Ich zeige ihm Sucher, Linse, Schärferegulierung und Verschluss, und als er durch den Sucher sieht, schlage ich vor:
Vielleicht könntest du diesen Baum fotografieren, der aus dem Beton wächst.
Und warum?
Keine Ahnung – einfach um ihn zu dokumentieren, schätze ich.

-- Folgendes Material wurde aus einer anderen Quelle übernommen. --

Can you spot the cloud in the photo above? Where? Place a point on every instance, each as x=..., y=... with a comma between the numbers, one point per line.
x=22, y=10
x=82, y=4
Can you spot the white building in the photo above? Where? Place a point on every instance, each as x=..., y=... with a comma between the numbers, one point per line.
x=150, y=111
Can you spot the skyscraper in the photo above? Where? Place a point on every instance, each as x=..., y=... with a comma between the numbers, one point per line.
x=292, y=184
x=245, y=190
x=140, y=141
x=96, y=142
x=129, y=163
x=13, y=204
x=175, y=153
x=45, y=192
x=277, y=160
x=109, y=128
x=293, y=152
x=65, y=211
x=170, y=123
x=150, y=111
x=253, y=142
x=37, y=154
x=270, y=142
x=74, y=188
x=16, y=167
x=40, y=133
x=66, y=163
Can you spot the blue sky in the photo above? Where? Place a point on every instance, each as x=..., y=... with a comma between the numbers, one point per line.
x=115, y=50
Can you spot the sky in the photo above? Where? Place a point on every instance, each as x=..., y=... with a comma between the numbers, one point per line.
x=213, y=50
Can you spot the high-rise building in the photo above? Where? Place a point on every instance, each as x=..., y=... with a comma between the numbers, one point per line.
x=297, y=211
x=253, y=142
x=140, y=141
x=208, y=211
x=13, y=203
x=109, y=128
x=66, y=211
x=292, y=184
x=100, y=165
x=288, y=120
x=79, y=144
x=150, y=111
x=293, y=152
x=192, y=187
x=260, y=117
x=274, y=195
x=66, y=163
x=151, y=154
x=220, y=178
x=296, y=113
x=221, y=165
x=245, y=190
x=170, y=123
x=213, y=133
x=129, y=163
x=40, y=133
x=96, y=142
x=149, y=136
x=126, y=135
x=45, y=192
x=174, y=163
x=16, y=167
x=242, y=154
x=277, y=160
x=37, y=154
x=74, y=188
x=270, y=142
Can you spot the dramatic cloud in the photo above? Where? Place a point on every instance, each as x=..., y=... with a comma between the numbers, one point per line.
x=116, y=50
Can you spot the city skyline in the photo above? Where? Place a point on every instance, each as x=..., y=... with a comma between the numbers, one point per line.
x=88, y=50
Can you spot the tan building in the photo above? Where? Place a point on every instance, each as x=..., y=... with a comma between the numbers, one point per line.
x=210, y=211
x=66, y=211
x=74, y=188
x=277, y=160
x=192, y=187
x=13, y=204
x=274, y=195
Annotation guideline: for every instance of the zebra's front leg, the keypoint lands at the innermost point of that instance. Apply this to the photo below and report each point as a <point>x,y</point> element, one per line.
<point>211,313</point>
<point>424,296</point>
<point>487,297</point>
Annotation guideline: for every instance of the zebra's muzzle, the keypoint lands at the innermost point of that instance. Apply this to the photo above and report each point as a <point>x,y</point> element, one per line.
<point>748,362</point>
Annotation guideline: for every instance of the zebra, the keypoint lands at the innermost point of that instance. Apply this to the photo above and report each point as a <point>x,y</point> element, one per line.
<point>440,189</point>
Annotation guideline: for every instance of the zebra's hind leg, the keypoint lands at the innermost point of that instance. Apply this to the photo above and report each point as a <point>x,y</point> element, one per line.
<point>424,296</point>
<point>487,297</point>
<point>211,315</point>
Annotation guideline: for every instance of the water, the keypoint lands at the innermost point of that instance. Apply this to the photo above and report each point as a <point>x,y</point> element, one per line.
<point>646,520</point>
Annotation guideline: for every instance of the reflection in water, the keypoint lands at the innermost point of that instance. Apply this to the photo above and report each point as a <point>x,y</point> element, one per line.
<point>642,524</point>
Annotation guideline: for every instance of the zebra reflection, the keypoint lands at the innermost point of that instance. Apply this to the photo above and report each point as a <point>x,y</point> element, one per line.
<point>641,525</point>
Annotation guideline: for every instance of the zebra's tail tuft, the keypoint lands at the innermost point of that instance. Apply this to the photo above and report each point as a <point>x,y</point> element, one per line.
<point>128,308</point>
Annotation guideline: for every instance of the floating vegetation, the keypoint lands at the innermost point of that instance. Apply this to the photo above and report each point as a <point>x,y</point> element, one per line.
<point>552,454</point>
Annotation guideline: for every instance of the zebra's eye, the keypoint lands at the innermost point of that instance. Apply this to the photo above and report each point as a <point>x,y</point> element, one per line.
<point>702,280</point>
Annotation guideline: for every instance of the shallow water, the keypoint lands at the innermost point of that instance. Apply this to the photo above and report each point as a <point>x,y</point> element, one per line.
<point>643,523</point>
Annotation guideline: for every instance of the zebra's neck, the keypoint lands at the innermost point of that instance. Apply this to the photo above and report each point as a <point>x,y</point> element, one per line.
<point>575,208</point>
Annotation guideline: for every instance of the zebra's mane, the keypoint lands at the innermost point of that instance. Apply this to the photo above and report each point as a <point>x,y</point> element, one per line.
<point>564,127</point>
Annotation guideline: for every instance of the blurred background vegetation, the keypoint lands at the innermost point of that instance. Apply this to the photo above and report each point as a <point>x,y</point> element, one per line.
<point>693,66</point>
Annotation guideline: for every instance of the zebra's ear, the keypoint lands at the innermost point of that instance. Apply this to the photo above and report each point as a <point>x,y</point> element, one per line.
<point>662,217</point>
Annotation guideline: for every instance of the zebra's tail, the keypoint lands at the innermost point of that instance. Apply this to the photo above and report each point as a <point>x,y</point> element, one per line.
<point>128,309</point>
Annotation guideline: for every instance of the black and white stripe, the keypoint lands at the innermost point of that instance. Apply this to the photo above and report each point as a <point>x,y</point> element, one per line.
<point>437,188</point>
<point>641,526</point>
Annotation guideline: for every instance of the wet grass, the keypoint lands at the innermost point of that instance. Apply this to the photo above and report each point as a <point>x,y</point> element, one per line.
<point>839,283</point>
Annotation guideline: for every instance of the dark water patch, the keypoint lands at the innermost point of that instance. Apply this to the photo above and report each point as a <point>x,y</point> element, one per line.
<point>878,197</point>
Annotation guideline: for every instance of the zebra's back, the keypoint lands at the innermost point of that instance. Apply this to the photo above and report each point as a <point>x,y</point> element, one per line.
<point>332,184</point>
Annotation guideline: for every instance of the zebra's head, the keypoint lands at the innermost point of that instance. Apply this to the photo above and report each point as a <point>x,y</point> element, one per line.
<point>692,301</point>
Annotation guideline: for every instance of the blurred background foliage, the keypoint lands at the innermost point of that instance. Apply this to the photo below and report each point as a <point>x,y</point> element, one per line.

Und wozu soll das gut sein, Ma?
Er hat recht. Wozu etwas dokumentieren, ein Objekt, unser Leben, eine Geschichte? Das Dokumentieren von Dingen – durch die Linse einer Kamera, auf Papier oder mit einem Tonaufnahmegerät – ist im Grunde nur eine Möglichkeit, allem Vorhandenen, das sich im kollektiven Verständnis der Welt abgesetzt hat, eine weitere Schicht, etwas wie Ruß hinzuzufügen. Ich schlage vor, unser Auto zu fotografieren, um die Kamera noch einmal zu testen und vielleicht herauszufinden, warum die Bilder verschwommen weiß herauskommen. Der Junge hält die Kamera in den Händen wie ein Amateurtorhüter, der gleich den Ball abschießt, späht in die Linse und drückt ab.
Hast du scharfgestellt?
Glaube schon.
War das Bild klar zu sehen?
Irgendwie ja.
Vergeblich; das Polaroid kommt blau heraus und wird dann langsam cremeweiß. Er behauptet, die Kamera sei kaputt, ein Fabrikfehler, wahrscheinlich nur eine Spielzeugkamera und keine richtige. Ich versichere ihm, dass es kein Spielzeug ist, und lege ihm eine Theorie dar:
Vielleicht kommen sie nicht weiß heraus, weil die Kamera kaputt oder nur eine Spielzeugkamera ist, sondern weil das Fotografierte gar nicht vorhanden ist. Und wenn etwas nicht vorhanden ist, gibt es kein Echo, das zurückgeworfen werden kann. Wie Geister, die nicht in Bildern erscheinen, oder Vampire, die man nicht in Spiegeln sieht, weil sie gar nicht vorhanden sind.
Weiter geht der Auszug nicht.